Science

America's First Climate Change Refugees Are Native Americans

The Biloxi-Chitimacha-Choctaw Indians who live on the Isle de Jean Charles have to move.

Karen Apricot / Flickr

A coastal Native American community in Louisiana has just announced it will relocate to escape rising tides that have already swallowed 98 percent of its land.

The Isle de Jean Charles band of the Biloxi-Chitimacha-Choctaw Indians lives on a narrow strip of land, just a quarter mile wide by half a mile long. In 1950, the island covered 15,000 acres. Officially, the community is the first in the United States to relocate as a direct result of climate change.

“There is no silver lining to the plight of the Biloxi-Chitimacha-Choctaw Indians, no light at the end of the tunnel,” according to researchers at Northern Arizona University. “Their island is sinking into the sea and the erosion seems to hasten by the day, the flooding worse with each storm season. Some residents claim they lose an inch every twenty minutes.”

Climate change-driven sea level rise is obviously part of the problem, but it’s not the whole story. Not even close. Both canal dredging for oil and gas operations and, ironically, levee building, allow for the encroachment of saltwater and disrupt the natural replenishing of Louisiana’s marshlands. An area the size of Manhattan is swallowed up every year.

What's left of Isle de Jean Charles.

Google Maps

Isle de Jean Charles was only settled in the first place because a group of Native Americans chose to retreat to the bayou rather than be forced by European settlers to move out of state and onto reservations in Oklahoma, as was the case with other nearby tribes. That part of the Louisiana swamp was officially considered uninhabitable by the state government until 1876, when they apparently noticed that people had figured out how to live there anyway, and began selling off parcels of land to the inhabitants. Previous to that time it was illegal for Native Americans to own land in the state at all.

About 100 residents remain, down from a peak of 400. The relocation will be financed in part by $48 million from the U.S. Department of Housing and Urban Development that was acquired by the State of Louisiana in this year’s billion-dollar competition for projects related to climate change resiliency.

Newtok, Alaska, is all-but-swallowed by erosion and rising seas.

Andrew Burton/Getty Images

Isle de Jean Charles is not the only community swallowed up by the rising seas, it’s just the first to figure out how to pay to rebuild elsewhere. Flooding and erosion affect 186 Alaska Native villages, and four of those are in imminent danger, according to the U.S. Government Accountability Office.

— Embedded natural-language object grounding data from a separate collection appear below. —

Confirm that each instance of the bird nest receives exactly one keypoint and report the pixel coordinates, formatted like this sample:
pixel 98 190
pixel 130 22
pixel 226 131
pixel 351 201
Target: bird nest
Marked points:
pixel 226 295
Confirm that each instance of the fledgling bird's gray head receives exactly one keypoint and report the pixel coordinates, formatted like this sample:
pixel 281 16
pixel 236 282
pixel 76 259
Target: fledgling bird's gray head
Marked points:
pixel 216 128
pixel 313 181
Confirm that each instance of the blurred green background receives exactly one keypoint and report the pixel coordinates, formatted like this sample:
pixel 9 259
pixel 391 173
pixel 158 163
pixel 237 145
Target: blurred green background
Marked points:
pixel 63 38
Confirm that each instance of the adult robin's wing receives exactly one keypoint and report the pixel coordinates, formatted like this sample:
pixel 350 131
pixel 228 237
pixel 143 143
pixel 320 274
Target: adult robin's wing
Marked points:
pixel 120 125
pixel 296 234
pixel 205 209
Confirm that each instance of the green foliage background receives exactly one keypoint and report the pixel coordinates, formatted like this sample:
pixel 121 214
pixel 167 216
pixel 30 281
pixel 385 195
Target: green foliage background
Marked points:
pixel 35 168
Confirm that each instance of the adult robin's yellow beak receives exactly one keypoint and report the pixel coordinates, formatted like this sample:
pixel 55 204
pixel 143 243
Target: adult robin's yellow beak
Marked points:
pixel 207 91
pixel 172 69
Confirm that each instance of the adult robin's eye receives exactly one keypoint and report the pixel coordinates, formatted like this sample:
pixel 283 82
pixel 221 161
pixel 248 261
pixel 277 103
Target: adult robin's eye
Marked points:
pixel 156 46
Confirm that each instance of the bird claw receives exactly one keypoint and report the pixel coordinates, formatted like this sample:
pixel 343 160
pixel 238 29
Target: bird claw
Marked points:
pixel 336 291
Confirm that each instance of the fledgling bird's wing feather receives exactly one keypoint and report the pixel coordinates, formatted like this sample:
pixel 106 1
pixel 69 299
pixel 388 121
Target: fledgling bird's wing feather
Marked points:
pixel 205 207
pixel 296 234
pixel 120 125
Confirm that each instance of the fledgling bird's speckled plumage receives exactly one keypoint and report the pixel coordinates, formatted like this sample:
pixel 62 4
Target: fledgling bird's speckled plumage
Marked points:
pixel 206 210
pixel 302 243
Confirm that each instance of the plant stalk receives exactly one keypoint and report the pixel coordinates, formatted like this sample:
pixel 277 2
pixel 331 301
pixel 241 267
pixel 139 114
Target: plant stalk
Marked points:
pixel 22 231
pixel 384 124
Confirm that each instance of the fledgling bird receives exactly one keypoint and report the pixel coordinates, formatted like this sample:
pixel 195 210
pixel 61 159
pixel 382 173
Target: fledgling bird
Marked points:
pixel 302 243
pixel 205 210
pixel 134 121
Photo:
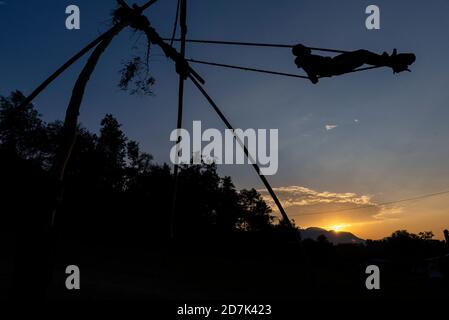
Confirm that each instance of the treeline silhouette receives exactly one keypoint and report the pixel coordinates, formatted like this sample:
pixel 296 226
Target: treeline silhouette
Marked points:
pixel 117 197
pixel 112 188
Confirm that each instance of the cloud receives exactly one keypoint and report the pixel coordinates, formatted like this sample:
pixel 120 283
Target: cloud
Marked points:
pixel 302 196
pixel 330 126
pixel 313 204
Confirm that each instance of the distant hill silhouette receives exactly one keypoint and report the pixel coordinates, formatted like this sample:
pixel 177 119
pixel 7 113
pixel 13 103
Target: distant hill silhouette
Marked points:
pixel 331 235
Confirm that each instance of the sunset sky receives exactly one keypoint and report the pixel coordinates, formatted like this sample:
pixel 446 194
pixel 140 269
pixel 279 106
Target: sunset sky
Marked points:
pixel 356 140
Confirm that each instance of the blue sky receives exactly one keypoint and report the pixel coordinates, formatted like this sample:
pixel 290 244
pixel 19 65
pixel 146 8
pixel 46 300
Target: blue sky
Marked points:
pixel 397 148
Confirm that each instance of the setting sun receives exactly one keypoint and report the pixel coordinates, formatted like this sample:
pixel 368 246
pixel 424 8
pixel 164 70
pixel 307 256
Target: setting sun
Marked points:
pixel 338 227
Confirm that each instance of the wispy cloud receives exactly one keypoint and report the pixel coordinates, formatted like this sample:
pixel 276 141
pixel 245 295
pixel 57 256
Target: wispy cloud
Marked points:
pixel 302 196
pixel 322 204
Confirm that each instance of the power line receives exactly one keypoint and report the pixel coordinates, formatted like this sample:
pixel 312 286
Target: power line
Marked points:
pixel 268 71
pixel 175 26
pixel 245 68
pixel 256 44
pixel 377 204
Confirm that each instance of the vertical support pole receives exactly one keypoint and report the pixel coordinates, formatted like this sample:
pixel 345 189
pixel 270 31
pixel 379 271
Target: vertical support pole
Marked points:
pixel 183 23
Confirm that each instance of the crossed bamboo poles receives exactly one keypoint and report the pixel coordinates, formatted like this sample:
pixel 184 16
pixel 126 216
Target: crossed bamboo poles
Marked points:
pixel 134 18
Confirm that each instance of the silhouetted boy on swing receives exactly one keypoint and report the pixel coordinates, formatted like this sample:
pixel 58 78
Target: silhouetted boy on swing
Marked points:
pixel 319 66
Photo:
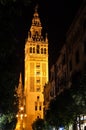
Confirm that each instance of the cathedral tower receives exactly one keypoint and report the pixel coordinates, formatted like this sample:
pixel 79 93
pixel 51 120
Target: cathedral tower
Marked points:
pixel 36 70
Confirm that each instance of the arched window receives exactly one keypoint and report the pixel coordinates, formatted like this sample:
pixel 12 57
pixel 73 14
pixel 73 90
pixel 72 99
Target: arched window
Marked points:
pixel 41 50
pixel 44 50
pixel 33 49
pixel 37 49
pixel 30 49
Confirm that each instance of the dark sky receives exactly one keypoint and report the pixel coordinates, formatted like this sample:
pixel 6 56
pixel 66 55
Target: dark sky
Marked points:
pixel 56 17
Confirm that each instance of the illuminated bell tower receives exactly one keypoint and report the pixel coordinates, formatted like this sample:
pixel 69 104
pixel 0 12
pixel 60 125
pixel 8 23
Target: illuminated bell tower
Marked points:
pixel 36 70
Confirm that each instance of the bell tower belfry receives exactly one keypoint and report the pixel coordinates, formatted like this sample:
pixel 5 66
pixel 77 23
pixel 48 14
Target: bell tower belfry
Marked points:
pixel 36 70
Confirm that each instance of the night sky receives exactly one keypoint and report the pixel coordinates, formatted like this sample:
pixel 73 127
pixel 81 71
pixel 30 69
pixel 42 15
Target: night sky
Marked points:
pixel 56 16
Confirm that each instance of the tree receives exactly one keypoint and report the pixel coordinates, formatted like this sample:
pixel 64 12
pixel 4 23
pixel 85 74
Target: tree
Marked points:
pixel 11 12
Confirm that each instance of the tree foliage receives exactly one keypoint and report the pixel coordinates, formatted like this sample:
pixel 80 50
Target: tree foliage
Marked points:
pixel 11 14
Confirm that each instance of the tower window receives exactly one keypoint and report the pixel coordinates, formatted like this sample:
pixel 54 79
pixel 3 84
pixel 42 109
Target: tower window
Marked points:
pixel 38 66
pixel 38 88
pixel 35 106
pixel 40 106
pixel 41 50
pixel 77 56
pixel 38 72
pixel 30 49
pixel 37 49
pixel 85 47
pixel 44 50
pixel 33 49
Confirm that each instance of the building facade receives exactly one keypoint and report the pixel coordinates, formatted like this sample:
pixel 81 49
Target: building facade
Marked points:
pixel 36 71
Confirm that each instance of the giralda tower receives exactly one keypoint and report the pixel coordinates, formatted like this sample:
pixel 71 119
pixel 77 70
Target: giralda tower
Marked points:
pixel 36 70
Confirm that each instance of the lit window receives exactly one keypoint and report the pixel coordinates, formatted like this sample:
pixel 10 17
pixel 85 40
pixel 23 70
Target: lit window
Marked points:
pixel 41 50
pixel 38 88
pixel 35 106
pixel 33 49
pixel 30 49
pixel 44 50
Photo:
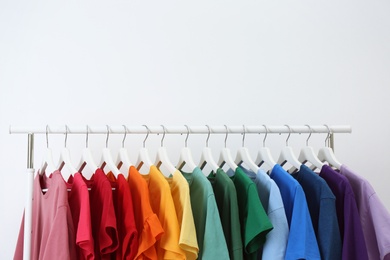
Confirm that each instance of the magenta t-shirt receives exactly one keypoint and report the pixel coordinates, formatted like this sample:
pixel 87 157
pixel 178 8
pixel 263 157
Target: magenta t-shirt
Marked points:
pixel 374 217
pixel 351 232
pixel 53 234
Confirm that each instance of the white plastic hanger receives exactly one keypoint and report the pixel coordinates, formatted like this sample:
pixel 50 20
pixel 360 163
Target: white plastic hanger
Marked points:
pixel 225 156
pixel 264 158
pixel 326 154
pixel 87 158
pixel 287 154
pixel 48 165
pixel 243 155
pixel 307 155
pixel 186 156
pixel 162 157
pixel 107 160
pixel 65 159
pixel 123 160
pixel 207 157
pixel 143 154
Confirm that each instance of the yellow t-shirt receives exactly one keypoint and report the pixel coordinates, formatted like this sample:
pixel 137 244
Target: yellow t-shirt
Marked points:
pixel 162 205
pixel 181 198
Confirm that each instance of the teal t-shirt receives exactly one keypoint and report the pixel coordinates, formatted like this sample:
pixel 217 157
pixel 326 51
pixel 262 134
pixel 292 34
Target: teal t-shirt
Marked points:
pixel 209 233
pixel 226 198
pixel 255 223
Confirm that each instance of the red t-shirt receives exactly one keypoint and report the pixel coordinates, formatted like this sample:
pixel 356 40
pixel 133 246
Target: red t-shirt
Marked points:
pixel 104 228
pixel 79 205
pixel 127 231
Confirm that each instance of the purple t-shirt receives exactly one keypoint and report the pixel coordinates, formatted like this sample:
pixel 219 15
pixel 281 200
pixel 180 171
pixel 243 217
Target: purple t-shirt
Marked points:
pixel 374 217
pixel 351 232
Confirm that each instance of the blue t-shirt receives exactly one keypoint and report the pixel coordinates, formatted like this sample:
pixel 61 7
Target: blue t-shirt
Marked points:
pixel 322 207
pixel 302 243
pixel 275 246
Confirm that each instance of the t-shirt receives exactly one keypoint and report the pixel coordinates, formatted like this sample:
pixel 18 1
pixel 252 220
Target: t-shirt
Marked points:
pixel 255 224
pixel 53 235
pixel 226 198
pixel 374 217
pixel 302 243
pixel 104 228
pixel 162 205
pixel 180 191
pixel 147 223
pixel 322 208
pixel 124 211
pixel 269 194
pixel 78 198
pixel 351 232
pixel 211 241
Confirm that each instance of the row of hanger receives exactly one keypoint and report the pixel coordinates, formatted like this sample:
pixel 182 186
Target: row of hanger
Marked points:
pixel 264 158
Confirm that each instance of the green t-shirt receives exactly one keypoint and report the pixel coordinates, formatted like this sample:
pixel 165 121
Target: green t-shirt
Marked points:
pixel 209 233
pixel 255 223
pixel 226 197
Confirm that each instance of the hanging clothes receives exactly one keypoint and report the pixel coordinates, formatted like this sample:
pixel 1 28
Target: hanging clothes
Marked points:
pixel 351 232
pixel 167 247
pixel 211 241
pixel 226 199
pixel 374 217
pixel 269 195
pixel 255 224
pixel 302 243
pixel 322 207
pixel 53 233
pixel 180 192
pixel 81 213
pixel 124 212
pixel 148 226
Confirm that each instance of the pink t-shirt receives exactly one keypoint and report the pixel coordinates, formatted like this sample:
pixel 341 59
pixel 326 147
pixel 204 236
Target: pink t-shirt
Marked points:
pixel 81 213
pixel 53 233
pixel 104 228
pixel 374 217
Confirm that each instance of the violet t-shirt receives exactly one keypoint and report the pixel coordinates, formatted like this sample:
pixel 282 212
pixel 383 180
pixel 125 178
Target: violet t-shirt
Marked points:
pixel 351 232
pixel 374 217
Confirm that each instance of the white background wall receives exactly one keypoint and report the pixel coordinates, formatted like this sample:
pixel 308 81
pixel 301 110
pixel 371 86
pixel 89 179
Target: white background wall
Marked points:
pixel 195 63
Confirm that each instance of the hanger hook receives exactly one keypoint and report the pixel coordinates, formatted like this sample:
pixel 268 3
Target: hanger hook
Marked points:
pixel 328 136
pixel 86 138
pixel 108 134
pixel 188 133
pixel 307 140
pixel 162 139
pixel 266 133
pixel 227 132
pixel 66 134
pixel 147 135
pixel 208 136
pixel 289 133
pixel 243 136
pixel 47 136
pixel 124 136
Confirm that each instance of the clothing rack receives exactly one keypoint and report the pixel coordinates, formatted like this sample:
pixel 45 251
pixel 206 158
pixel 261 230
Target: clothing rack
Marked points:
pixel 31 131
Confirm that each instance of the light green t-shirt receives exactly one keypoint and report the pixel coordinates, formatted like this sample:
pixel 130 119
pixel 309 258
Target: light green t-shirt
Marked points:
pixel 211 240
pixel 255 223
pixel 226 197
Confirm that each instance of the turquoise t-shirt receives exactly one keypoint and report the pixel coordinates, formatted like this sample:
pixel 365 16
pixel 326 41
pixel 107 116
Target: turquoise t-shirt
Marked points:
pixel 255 223
pixel 275 246
pixel 209 233
pixel 226 197
pixel 302 242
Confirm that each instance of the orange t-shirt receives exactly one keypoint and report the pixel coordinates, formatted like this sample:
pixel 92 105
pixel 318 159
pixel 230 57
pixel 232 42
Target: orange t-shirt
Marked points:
pixel 148 225
pixel 162 204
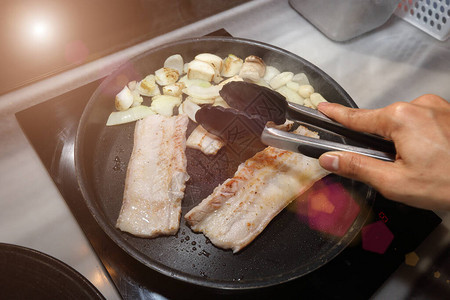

Newtok, Alaska has already technically begun the relocation — six houses have been built at the proposed new town site. But how to pay for the rest? As it turns out, Alaska also submitted a proposal for that Housing and Urban Development competition, one that would have seen $62 million spent to relocate 62 families in that community. Alaska was a finalist in the competition but didn’t walk away with the money.

Kivalina, Koyukuk, and Shishmaref are the three other most-vulnerable Alaskan communities. They have each begun planning for a relocation, but are having a hard time overcoming bureaucratic hurdles and qualifying for government assistance programs.

All that's left of Kivalina, Alaska.

ShoreZone / Flickr

Government relocation of aboriginal communities has a cruel and brutal history in the United States. It used to be that authorities forced the movement of people who didn’t want it. Now the government won’t pay for the relocation of those that need it.

Climate change, it seems, is just another way that colonial interests disenfranchise aboriginal groups from their land. America got rich off of burning cheap fossil fuels, and the people now paying the price are those who have been and continue to be deliberately excluded from that economic system.